Lastly, use of XTRA wires was associated with low complication rates. We report only 4 wire perforations, none of which were related to use of XTRA wires and only 2 of which were wire perforations of the CTO vessel (the other 2 wire perforations occurred during collateral crossing). These results compare favorably with historical cohorts. In a 2010 report by expert Japanese operators,13 there was a 0.2% rate of perforation/contrast staining in the CTO artery. The 2018 update of the PROGRESS registry reported a 1.16% perforation rate in antegrade procedures.9 Notably, rates of perforation in this report were 5.22% with the ADR approach and 7.52% with a retrograde approach, further supporting the potential safety advantage of enhancing the success of antegrade wiring.
Study limitations. Our study is limited by the lack of a direct comparison with other potential starting wires performed during the same time period. Furthermore, our results represent the experience of a single institution during a particular time period. Whether or not these results are applicable to all CTO operators, each with their own skill set, cannot be determined by this report. Lastly, we do not have information on how or why an operator chose to persist with the XTRA wire or move to a different wire, making the mechanism of antegrade wire failure unclear.

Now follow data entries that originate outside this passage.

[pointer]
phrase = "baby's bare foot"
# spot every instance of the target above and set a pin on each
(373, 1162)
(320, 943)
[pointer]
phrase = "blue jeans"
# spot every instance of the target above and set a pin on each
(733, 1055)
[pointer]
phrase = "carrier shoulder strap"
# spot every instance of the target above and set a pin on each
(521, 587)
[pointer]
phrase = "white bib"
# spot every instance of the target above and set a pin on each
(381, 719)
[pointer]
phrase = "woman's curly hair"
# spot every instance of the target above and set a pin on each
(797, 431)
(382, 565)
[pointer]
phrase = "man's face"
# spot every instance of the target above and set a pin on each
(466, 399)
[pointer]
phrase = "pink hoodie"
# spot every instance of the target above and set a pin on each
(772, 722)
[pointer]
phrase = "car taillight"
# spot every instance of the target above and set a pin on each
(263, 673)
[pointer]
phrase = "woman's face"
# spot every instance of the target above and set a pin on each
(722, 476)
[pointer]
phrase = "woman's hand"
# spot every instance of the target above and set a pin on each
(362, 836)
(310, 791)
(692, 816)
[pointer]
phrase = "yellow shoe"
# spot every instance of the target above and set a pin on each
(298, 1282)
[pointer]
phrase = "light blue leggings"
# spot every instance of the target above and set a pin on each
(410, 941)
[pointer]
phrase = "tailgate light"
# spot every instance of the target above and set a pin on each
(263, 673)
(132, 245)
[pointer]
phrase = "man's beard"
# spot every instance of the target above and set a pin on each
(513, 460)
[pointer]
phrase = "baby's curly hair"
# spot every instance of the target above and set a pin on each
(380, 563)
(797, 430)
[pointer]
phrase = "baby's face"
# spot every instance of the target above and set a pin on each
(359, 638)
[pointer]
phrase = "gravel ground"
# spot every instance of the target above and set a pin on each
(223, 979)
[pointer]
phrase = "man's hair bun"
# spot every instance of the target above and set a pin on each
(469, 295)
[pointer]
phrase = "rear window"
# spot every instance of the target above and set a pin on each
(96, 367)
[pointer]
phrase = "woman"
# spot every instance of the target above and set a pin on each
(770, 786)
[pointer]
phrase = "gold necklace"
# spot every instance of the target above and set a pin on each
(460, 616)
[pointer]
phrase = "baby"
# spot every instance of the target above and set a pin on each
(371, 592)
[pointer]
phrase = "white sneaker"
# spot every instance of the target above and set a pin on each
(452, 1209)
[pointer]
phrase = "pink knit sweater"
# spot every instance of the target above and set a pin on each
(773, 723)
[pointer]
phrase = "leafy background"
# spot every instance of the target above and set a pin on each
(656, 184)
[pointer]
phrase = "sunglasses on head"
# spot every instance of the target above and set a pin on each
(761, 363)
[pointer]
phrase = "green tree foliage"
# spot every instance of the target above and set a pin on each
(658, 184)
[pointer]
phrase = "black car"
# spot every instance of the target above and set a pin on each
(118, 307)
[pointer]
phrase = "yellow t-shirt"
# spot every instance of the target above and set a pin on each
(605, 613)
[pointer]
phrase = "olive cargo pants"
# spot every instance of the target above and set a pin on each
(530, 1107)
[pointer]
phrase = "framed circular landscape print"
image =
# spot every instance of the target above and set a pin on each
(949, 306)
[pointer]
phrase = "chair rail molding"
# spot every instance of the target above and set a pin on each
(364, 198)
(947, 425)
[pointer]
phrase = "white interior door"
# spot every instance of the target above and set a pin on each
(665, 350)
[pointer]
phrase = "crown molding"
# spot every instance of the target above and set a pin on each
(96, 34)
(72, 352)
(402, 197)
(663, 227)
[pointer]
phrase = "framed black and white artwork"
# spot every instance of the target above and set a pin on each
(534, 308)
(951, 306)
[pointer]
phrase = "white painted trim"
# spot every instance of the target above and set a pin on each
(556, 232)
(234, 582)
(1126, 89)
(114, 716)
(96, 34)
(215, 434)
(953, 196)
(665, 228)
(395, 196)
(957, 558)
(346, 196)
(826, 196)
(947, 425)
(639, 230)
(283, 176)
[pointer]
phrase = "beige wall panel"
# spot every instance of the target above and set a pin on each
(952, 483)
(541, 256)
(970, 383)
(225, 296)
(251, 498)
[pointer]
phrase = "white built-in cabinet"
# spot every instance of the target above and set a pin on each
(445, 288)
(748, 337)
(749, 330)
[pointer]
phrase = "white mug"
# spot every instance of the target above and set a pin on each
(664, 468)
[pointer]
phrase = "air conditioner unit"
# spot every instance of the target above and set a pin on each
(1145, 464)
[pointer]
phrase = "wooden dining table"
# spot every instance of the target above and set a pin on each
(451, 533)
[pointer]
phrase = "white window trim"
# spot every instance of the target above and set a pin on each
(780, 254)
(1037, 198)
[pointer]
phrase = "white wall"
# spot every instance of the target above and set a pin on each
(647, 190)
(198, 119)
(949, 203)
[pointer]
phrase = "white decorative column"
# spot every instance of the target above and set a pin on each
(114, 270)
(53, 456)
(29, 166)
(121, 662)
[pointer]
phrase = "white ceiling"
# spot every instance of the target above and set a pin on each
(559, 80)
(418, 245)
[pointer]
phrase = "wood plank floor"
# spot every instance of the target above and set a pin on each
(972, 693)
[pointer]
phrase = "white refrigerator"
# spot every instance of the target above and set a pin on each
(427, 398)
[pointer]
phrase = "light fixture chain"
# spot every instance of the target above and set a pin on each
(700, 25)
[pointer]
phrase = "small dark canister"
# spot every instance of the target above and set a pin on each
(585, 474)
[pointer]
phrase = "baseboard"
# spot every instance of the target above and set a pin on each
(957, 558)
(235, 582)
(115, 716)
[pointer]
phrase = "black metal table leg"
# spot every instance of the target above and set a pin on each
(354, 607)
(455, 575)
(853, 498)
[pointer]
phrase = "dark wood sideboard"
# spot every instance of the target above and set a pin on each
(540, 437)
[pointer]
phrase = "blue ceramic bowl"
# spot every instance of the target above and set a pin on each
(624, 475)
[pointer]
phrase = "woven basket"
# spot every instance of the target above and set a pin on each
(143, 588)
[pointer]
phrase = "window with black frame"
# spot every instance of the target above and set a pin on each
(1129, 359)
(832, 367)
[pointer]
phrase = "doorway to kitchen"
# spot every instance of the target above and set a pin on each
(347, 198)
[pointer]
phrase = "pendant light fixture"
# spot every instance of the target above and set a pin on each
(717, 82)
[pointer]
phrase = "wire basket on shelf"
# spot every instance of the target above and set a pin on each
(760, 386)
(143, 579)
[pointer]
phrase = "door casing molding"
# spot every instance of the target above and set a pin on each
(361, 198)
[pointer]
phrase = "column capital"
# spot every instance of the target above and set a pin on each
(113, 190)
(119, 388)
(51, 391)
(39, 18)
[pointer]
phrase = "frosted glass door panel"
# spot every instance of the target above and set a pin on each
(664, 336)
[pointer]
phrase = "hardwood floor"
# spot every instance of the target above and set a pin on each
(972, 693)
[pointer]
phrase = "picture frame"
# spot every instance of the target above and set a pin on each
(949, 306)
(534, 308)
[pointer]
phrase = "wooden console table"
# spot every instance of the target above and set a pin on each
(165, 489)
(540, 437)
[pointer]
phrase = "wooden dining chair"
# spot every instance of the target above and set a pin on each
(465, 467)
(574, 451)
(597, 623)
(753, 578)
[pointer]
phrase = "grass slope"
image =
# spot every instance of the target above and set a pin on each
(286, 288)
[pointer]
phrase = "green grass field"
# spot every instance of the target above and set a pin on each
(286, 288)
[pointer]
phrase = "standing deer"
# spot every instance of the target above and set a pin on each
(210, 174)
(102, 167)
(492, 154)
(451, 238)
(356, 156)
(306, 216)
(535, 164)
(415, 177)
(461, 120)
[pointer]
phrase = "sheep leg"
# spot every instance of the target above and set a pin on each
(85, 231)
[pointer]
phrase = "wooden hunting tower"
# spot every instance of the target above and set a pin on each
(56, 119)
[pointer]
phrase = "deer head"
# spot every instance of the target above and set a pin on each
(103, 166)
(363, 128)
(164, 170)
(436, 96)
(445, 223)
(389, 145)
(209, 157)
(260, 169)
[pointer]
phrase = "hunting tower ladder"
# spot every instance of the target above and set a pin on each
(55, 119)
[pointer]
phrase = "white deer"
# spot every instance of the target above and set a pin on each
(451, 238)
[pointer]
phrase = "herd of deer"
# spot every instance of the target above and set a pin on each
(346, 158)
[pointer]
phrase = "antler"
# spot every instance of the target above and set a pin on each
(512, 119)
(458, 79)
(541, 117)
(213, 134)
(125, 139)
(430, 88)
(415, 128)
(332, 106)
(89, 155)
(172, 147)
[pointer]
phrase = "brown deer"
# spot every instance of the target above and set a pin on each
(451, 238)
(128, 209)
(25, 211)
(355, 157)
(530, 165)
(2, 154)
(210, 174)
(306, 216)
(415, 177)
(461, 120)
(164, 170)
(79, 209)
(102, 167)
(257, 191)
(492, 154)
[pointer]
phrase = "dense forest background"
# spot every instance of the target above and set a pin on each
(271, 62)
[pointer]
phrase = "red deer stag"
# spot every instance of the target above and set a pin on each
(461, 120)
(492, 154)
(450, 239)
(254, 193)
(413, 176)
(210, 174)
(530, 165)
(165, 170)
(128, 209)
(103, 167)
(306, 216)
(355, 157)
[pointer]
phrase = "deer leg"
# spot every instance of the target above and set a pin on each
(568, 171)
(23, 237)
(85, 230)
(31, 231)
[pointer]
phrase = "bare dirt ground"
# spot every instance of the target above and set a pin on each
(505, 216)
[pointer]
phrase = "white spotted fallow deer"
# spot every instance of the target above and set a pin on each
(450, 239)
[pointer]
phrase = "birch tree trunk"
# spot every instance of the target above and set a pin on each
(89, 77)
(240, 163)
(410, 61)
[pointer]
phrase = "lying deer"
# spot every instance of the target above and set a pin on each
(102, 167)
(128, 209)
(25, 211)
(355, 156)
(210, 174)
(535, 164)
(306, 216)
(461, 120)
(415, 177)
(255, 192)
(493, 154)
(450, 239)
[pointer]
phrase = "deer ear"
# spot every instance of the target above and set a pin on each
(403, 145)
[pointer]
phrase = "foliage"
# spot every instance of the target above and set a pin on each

We provide our initial experience with the Fielder XT-R and XT-A wires in a contemporary population of unselected CTO patients treated at a single center. We believe our results show excellent performance for the XTRA wires in both procedural success and wiring times, with relative improvements as compared with historical reports throughout the spectrum of lesion complexity. We suggest operators consider starting with these wires as part of an initial antegrade wiring approach and speculate that technological advancements such as the XTRA wires may change the spectrum of lesion recommended for an antegrade-first approach.
From the Department of Cardiovascular Medicine, Cleveland Clinic, Cleveland, Ohio.
Disclosure: The authors have completed and returned the ICMJE Form for Disclosure of Potential Conflicts of Interest. Dr Khatri reports an institutional research grant from Asahi Intecc and honoraria/consulting fees from Abbott Vascular and Boston Scientific. Dr Ellis reports consultant income from Abbott Vascular, Boston Scientific, and Medtronic. The remaining authors report no conflicts of interest regarding the content herein.
Manuscript submitted December 18, 2019 and accepted given December 26, 2019.